For reference: the above alias uses ansible st2 integration pack

Send changes to the newly created GitHub repository and you can install our pack. For this, there is already a ChatOps alias:

 !pack install https://github.com/armab/st2_chatops_aliases

Now you can run simple Ansible ad-hoc commands directly from the Slack chat:

 !ansible "uname -a"

At a low level, this is the same as:

 /opt/stackstorm/virtualenvs/ansible/bin/ansible all --connection=local --args='uname -a' --inventory-file='127.0.0.1,'

But let's look at more useful examples of interactive ChatOps.

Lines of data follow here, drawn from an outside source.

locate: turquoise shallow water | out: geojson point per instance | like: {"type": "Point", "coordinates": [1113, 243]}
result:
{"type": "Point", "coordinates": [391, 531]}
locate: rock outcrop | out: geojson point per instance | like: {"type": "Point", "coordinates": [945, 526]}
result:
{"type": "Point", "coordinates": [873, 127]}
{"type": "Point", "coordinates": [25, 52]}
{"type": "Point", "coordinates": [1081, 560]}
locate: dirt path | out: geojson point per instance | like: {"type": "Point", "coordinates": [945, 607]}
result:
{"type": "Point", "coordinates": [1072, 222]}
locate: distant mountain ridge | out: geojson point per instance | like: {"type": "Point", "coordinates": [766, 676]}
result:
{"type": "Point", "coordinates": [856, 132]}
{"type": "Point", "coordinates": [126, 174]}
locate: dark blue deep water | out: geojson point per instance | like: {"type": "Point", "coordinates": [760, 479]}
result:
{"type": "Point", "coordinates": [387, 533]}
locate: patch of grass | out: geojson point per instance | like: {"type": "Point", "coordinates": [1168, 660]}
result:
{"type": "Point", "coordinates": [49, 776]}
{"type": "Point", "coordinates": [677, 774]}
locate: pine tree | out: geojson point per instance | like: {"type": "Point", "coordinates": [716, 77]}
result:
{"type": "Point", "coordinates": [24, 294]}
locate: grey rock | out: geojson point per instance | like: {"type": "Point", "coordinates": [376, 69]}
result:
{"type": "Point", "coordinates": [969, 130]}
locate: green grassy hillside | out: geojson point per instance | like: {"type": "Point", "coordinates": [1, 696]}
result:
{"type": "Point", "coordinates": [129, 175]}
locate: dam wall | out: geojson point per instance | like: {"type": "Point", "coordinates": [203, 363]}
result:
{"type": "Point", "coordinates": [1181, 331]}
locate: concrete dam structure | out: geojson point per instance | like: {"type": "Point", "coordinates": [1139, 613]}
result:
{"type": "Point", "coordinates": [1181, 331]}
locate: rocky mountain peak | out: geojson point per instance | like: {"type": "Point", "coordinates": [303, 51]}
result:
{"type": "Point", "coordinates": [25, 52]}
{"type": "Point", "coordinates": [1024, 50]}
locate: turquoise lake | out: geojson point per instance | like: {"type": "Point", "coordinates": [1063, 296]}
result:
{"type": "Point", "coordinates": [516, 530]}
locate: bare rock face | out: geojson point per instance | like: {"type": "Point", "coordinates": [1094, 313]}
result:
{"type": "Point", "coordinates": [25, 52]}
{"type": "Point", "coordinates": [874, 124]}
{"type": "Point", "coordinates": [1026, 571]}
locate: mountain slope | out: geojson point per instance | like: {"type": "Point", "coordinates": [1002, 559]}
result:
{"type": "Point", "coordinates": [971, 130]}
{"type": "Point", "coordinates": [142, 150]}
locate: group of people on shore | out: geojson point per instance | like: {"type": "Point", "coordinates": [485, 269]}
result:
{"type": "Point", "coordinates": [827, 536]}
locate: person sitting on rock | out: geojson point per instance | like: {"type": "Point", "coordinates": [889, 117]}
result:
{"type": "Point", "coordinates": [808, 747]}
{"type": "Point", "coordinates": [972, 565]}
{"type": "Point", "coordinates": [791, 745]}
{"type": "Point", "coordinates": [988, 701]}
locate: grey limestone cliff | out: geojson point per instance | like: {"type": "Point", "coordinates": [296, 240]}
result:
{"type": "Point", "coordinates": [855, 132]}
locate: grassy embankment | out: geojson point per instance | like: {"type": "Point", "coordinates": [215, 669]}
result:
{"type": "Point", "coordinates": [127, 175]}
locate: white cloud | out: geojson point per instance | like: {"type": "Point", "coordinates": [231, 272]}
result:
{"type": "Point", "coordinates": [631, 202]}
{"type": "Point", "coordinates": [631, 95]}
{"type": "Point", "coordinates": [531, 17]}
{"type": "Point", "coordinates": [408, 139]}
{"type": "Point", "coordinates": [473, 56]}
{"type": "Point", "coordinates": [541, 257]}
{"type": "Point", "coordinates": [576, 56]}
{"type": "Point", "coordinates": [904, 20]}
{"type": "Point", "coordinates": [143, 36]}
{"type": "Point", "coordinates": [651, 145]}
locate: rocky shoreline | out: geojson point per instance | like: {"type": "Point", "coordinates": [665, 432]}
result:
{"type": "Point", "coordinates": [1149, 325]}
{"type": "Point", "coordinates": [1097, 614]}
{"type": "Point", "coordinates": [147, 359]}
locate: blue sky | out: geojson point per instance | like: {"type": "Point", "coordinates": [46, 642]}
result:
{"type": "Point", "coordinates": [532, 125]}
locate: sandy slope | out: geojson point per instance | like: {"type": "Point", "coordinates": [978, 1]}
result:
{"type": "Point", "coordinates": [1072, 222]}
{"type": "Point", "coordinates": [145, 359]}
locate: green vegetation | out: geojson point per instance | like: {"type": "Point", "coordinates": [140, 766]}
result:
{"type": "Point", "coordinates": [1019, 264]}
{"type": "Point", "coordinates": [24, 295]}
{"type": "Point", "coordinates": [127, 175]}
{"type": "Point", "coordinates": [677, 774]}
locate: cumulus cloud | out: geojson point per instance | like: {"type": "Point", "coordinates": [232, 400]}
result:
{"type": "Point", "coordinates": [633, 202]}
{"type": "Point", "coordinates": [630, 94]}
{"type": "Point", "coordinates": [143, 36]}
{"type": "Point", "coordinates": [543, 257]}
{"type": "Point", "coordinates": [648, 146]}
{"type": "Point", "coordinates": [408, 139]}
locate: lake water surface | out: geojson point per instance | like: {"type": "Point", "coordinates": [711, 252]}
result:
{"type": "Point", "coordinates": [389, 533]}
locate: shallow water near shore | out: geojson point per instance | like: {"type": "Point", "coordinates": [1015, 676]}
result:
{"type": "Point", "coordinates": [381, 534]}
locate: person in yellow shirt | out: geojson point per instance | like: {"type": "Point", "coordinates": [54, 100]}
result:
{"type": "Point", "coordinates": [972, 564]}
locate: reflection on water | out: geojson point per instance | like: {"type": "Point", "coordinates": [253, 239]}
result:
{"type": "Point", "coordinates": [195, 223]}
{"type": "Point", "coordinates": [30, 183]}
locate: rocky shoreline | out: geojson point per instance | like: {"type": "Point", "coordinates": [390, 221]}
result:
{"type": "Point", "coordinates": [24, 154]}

Example 1. We get the status of servers

Ansible has a ping module that connects to hosts and returns pong if successful. A simple but powerful example that allows you to understand the status of servers directly from the chat in a matter of seconds without the need to enter the terminal.

To do this, create an action in our pack that launches the real command and action alias , which is syntactic sugar for the action and allows you to create such a ChatOps structure:

 !status 'web'

Action actions/server-status.yaml :

 --- name: server_status description: Show server status by running ansible ping ad-hoc command runner_type: local-shell-cmd entry_point: "" enabled: true parameters: sudo: description: "Run command with sudo" type: boolean immutable: true default: true kwarg_op: immutable: true cmd: description: "Command to run" type: string immutable: true default: "/opt/stackstorm/virtualenvs/ansible/bin/ansible {{hosts}} --module-name=ping" hosts: description: "Ansible hosts to ping" type: string required: true

By the way, in addition to bash scripts, Action can work with the Python runner, or in general with any binary that can return json , here is all the flexibility of use.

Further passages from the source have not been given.